# Calf Muscle Exercises?



## rexing93 (Dec 6, 2012)

So I've noticed that since I've started lessons that my tiny-tiny self has been getting a bit more "built". Last night my father actually took me out to eat (he lives about 4 hours away from me so I don't get to see him often-especially with me working 5 days a week and going to classes the other two) and while out he noticed that I've gotten a bit more "muscley" than when I first began riding. I'd hope there has been at least a small amount of change. x] 

Anywhoo. Now I'd like to actually try to improve my tiny calf muscles as I'm sure it'll benefit me. The only exercise I've been currently doing is standing on stairs and "dropping" into my heels to stretch out. 

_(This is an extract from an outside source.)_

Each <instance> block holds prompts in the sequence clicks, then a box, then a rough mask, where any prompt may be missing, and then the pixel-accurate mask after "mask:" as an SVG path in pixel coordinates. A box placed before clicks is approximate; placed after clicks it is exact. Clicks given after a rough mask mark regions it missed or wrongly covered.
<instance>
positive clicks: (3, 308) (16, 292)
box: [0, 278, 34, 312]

I was wondering what are other exercises that I could do (in-home) to work on my calf muscles?

Thank you in advance for comments!


----------



## Little Mare (Aug 21, 2013)

Some of my favorite calf exercises include calf raises (these are easy to throw in everywhere! Standing on line to check out at the grocery store? Calf raises! Bored at your desk? Calf raises!). Try them with resistance bands. If you have a balance board, hop on that (you can purchase them on Amazon and I'm sure many exercise places sell them too). You can also do stretches with or without a band while sitting with your legs out (search 'peroneals stretch').


----------